Dass Lagarde diesem Vorstoß nun ziemlich unverblümt eine Absage erteilte, dürfte indes nicht der einzige Punkt ihrer Ausführungen gewesen sein, der im Lager der Falken für Unmut sorgte. Denn die Französin wurde auch mit Blick auf die im EZB-Rat durchaus kontrovers geführte Debatte darüber, wie stark die Notenbank im Zuge ihrer PEPP-Käufe vom Kapitalschlüssel abweichen soll, sehr deutlich: "Die EZB wird niemals zulassen, dass die Orientierung am Kapitalschlüssel die Effektivität von PEPP beeinträchtigt." Anders als etwa Jens Weidmann hat Lagarde damit offensichtlich keine Vorbehalte, dass Wertpapiere bestimmter Euroländer überproportional erworben werden.

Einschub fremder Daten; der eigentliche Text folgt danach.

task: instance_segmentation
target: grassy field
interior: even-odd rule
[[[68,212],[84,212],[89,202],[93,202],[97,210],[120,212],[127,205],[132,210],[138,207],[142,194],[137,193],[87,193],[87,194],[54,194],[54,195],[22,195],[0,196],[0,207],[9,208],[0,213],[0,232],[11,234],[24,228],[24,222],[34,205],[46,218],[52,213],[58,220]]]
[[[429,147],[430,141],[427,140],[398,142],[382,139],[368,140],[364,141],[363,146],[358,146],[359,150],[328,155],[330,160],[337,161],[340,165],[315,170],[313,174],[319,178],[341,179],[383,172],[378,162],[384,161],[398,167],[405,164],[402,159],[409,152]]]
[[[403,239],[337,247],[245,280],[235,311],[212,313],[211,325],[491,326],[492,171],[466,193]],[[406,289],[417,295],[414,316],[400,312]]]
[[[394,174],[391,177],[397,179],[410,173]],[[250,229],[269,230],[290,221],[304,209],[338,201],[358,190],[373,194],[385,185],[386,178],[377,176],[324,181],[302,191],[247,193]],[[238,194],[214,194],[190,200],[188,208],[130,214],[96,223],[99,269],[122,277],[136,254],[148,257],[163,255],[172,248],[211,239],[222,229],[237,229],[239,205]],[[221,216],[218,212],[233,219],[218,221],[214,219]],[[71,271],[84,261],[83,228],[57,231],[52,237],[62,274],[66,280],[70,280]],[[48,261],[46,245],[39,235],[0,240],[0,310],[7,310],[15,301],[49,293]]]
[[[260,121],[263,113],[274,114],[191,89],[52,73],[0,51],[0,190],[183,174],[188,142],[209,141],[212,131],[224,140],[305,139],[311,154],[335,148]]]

In diesem Zusammenhang zeigen erste Analysen zum PEPP bereits, dass die EZB abweichend von ihrem Kapitalschlüssel in etwas größerem Umfang italienische Staatsanleihen angekauft hat. Das Ausmaß dieser Abweichung mag bislang zwar wenig besorgniserregend sein, dem bei PEPP-Kritikern gern bemühten Vorwurf der monetären Staatsfinanzierung durch die Hintertür wird dadurch nichtsdestoweniger neue Nahrung geliefert. Die EZB täte also gut daran, hier behutsam vorzugehen und den Kapitalschlüssel als wesentliches Element der Selbstbeschränkung nicht leichtfertig über Bord zu werfen - zumal dieser in den vergangenen Jahren auch für den Europäischen Gerichtshof beim Absegnen der Anleihekaufprogramme regelmäßig ein wichtiges Argument darstellte.

Ihre mit Abstand am wenigsten kontroverse, gleichwohl nicht minder bedeutende Botschaft hob sich Lagarde im Übrigen ganz bis zum Schluss der Pressekonferenz auf. Mit Blick auf den am darauffolgenden Tag startenden EU-Gipfel in Brüssel zu Haushalt und Wiederaufbaufonds appellierte sie an die politischen Entscheider: "Es ist wichtig, dass sich die Verantwortlichen schnell auf ein ehrgeiziges Paket einigen. Die EZB hofft sehr stark darauf." Tatsächlich war es - anders als bei den Hilfsmaßnahmen der EZB - eine schwere Geburt, doch nach fünf (anstatt zwei) Tagen zäher Verhandlungen und Streitigkeiten standen die Corona-Hilfen und der neue EU-Haushalt im Gesamtvolumen von 1,8 Billionen Euro. Auch die 27 Regierungen der Eurozone haben also endlich die Zeichen der Zeit erkannt. Die EZB-Granden dürften im September also einigermaßen optimistisch aus der Sommerpause zurückkehren, denn zumindest bei der Krisenbewältigung sind sie ab sofort nicht mehr auf sich allein gestellt. Wie die gigantischen Schuldenberge jemals wieder abgetragen werden sollen, steht allerdings auf einem anderen Blatt.